Becoming an Involved Father

Published by sirenavs at 10:18 pm under Between Parents, Parenting

Usually, I find that I talk about child development and everything that has to do with mom.  This isn’t intentional at all but has more to do with the fact that I am a mother so I see life from the vantage point of a mother.  It is important to remember that fathers are just as important as mothers and although society has often portrayed the role of the father as expendable, it really isn’t.  Studies have shown that fathers are an important factor in a child’s development and having an involved father is the most ideal.

I understand that many families do not have men in the role of father and there are many families that do not have mothers, so I would like to stress that this post isn’t a way to discredit any way of life, lifestyle or family.  I am just addressing the importance of fathers and how a father can become involved in their child’s development.

Okay, now that I have the disclaimer done, let’s look at ways that a father can be involved.

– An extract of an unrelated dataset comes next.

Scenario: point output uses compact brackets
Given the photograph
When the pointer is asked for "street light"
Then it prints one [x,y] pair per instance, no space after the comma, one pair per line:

  • Spend time with your child. I know this may seem obvious but it deserves being mentioned first and foremost.  Spending time with your child will foster a bond and should be started when your child is still an infant.  Finding a hobby that both you and your child enjoys will help build that bond whether it is out fishing or rehauling an engine (if you do the engine, could you drop me a line over how-to’s ;o))
  • Take on some of the responsibilities of caring for your child.  It doesn’t matter how many women I talk to, they all tend to share the same thing; they are in charge of 99% of their child’s care.  This means they deal with bedtime, doctor appointments, school stuff, health stuff, and pretty much all of the everyday stuff.  Some mom’s may feel a bit territorial over the care of the children (I know I did when my husband offered to take one sick child to the doctors) but it is important for both the relationship with your child and your wife to take some of the responsibility for everyday care. 
  • Try not to be just the friend.  I know that it is easier to be the friend and spend all your time with your child in fun activities, especially if you find that you work long hours and only have so much time to interact with your child.  While I do agree that your time together should be enjoyable, it is important for you to correct misbehavior in a positive way when you deal with it.  If you are the Dad that never stops your child from misbehaving and is just fun, fun, fun, then chances are your wife is going to have to be the heavy.  This can put a bit of a strain on your relationship with your wife and when it comes to your children having to listen to you, they may not since you are after all more of a friend than a Dad. 
  • On the other side of the spectrum, try not to be the heavy all the time.  People often say, “I want my child to think of me as a parent, not as a friend,” but it is okay to have a friendship with your child.  It should be clear that there is a line where that friendship will be set aside for more parenting responsibilities but in everyday life, laughter and friendship are what makes a family strong.
  • Saying those simple words, “I love you.”  Surprisingly, or maybe not that surprising at all, men still have a hard time discussing their feelings with anyone.  When it comes to your children, however; it is important to let them know how you feel and to make them feel loved and appreciated.  You don’t have to get into all the reasons why or any of the more complicated reasons but saying, “I love you,” as you send them off to their day can make all the difference in the world.

These are only a few things that a father can do to be involved and I will discuss other things in the future.  For now I simply have one more point to make and this is to any mother’s who are reading this post; it is okay to hand over some of the responsibilities to your spouse.  Sure it might chafe at the start (trust me, it chafes) but you will find that when it is all said and done everyone in your family is much happier with the change.